I suspect the curse of dimensionality makes this an optimization dead end. You hit prohibitive latency limits on retrieval long before the resolution approaches human perception. Even with current dimensions, the trade-off between index size and query speed is already the main constraint for production systems.

bobson381|1 month ago

Reminds me of

>When I was a child I used to ask my mother—of course—all sorts of ridiculous questions that every child asks, and when she got bored with my questions she would say, “Darling, there are just some things we’re just not meant to know.” I said, “Will we ever know?” She said, “Yes, of course, when we die and go to heaven, God will make everything plain.” So I used to imagine on wet afternoons in heaven, we’d all sit around the throne of grace and say to God, “Well, now, why did you do this?” and “How did you do that?” and he would explain it to us. “Heavenly father, why are the leaves green?” And he would say, “Because of the chlorophyll.” And we’d say, “Oh.”

1:00:09

But in he Hindu universe, you would say to God, “How did you make the mountains?” And he would say: well, I just did it.
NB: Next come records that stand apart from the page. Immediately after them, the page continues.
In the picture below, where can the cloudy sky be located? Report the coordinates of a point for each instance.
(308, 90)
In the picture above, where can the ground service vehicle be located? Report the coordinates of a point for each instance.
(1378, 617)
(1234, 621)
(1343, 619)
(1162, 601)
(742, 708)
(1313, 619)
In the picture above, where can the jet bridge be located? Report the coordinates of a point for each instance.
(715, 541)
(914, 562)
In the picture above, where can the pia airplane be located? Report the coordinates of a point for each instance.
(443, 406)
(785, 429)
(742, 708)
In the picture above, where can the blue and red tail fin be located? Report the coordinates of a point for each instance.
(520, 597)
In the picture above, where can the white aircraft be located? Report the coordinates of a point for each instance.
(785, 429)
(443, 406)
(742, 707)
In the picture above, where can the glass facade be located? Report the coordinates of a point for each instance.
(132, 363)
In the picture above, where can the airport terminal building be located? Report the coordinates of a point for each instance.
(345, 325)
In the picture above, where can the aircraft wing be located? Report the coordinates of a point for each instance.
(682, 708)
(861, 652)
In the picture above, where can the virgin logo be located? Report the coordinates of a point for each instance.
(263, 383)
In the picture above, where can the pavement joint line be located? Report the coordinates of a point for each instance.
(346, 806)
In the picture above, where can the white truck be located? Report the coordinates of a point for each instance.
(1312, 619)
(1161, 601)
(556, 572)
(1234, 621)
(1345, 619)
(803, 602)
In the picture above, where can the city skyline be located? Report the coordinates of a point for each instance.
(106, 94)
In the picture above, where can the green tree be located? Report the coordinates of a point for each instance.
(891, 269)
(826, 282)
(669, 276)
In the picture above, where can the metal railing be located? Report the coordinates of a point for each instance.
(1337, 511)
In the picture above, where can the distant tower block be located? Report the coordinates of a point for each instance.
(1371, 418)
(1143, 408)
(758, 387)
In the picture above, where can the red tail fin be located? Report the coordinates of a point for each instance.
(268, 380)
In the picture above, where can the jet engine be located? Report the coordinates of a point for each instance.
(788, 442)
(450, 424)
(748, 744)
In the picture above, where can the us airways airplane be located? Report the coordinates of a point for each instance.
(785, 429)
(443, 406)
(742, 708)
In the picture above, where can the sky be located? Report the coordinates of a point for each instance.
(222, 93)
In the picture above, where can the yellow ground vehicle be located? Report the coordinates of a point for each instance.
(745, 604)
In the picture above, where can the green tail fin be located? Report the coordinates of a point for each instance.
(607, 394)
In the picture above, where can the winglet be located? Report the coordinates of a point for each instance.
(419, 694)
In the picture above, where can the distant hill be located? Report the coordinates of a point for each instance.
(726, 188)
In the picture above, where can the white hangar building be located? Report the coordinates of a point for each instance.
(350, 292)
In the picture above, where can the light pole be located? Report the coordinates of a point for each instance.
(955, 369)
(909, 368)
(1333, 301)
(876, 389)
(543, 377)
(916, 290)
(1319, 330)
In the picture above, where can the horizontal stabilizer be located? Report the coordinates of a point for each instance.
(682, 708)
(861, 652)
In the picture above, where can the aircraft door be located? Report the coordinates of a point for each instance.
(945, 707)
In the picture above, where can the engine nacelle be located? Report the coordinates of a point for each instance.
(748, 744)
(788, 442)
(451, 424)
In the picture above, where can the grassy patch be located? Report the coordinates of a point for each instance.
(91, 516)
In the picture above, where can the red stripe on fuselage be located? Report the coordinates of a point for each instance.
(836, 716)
Because what you’re (Text sourced from https://www.organism.earth/library/document/out-of-your-mind...) asking me for—when you ask me how did I make the mountains, you’re asking me to describe in words how I made the mountains, and there are no words which can do this. Words cannot tell you how I made the mountains any more than I can drink the ocean with a fork. A fork may be useful for sticking into a piece of something and eating it, but it’s of no use for imbibing the ocean. It would take millions of years. So it would take millions of years, and you would be bored with my description long before I got through it, if I put it to you in words. Because I didn’t create the mountains with words, I just did it. Like you open and close your hand. You know how to do this, but can you describe in words how you do it? But you do it. You are conscious, aren’t you? Don’t you know how you manage to be conscious? Do you know how you beat your heart? Can you say in words, explain correctly, how this is done? You do it, but you can’t put it into words! Because words are too clumsy, and yet you manage this expertly for as long as you’re able to do it.[1]